Starting last year I've been having unusually long cycles. One was 6 months last year and this year it was 3 1/2 months, but I don't deal well with hormonal birth control, so that was out as an option. We've been using protection, but apparently not enough. I started feeling like AF was showing last week, but nothing. Yesterday I had to run down to the drug store for some paper towels for the studio & some voice in the back of my head said "Something is off in your body, you should test." So I bought a test, peed on a stick, fell off the toilet (I hadn't finished peeing when the positive showed up) and promptly called the clinic. I have a history of miscarriage, so I always have a blood test done. My hcg levels are 2713 & I go in for a dating ultrasound next week. We aren't telling anyone, because of our history of miscarriage, the fact that we are still in shock so 'congratulations' seems hollow, and because we have no freaking idea when we are due.
So, there it is, our secret & it is a whopper isn't it. Now I know it is hard to keep a secret, but I must insist on you not telling ANYONE. After all, what if my family found out - eep!
15 comments:
oh my goodness! that is a shocker! *hugs* maybe it won't be so hard this time...one can hope! i have a couple friends with hypermesis and one is on her 5th pg (eep indeed!) and it's her easiest yet.
mazel tov, and b'sorot tovot! (congratulations and may you only hear good news!)
xoxo
wow neda! didn't want to twitter back for fear of ruining the "surprise" for other twitter peeps. i have to say congrats - i don't think it's hollow to say as it's exciting news! i'll keep my fingers crossed for it to stick and for you to have a much better pregnancy this time. i remember your nightmarish PG last time - hopefully this one will be a breeze!
Neda,
I will keep my fingers crossed that this pg will be easier than the last. Congrats and I can't wait to hear how it all goes.
Wow, congratulations.. I hope this time is easier than it was with Trinity!!
*hugs* Whee for the universe saying *poke* "You thought YOU were in charge?"
*laughs*
Holy shit! I never in a million years would have guessed that this was it. I'm really happy for you, and everything is crossed that things go well for you. This baby is so lucky...you're a great mom, and I'm glad you might the chance to do it again. Take care!
holy crap, neda!! congratulations. :) i know this isn't what you expected or planned, but it must have happened for a reason. maybe trinity needs a little bro/sis. ;)
hugs to you. i hope everything goes soooo much better this time around.
lol congratulations... I think :) Seriously, I wish you the best. Lots of healthy, happy, safe pregnancy vibes sent your way :)
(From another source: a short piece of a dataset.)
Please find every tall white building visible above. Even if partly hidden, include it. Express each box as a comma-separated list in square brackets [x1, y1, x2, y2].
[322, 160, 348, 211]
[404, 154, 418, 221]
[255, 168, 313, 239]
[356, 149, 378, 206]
Dawn @ Coming to a Nursery Near You
I'm so happy for you. I remember your pg and the ups and dwns you had.
I'll be praying for a easy pg this time.
Congratulations! I was wondering if you were pg. I saw your comment on twitter about being shocked. I will pray that this pg will stick and be much easier.
A very "non-hollow" congratulations!
I hope things go better this time around... my 2nd pg was better than my 1st.
Wishing the best for all of you!!!
CONGRATULATIONS!!! :)
Wow Neda! Amazing news! I hope that this pregnancy is easier on you.:o)
Melissa
Neda,
Congrats! I will be praying that this pregnancy will be much, much easier than the first one
oh oh oh oh oh!! Amazing news Neda! Been wondering what you've been up to and now I know... uh... I mean now I understand LOL!
All the million best wishes and sticky vibes to you! Good luck good luck and big hugs. I do hope it isn't quite as bad for you this time.
Wow - Trinity is going to be one VERY happy girl if everything goes to plan. ;)
WOW! I'm a lurker, but I HAD to post on this one!!!! I hope you are well, and that this journey is better than your last was. I have a friend whose first went like yours, and while the second wasn't exactly a piece of cake, it wasn't anywhere near as bad as the first, either.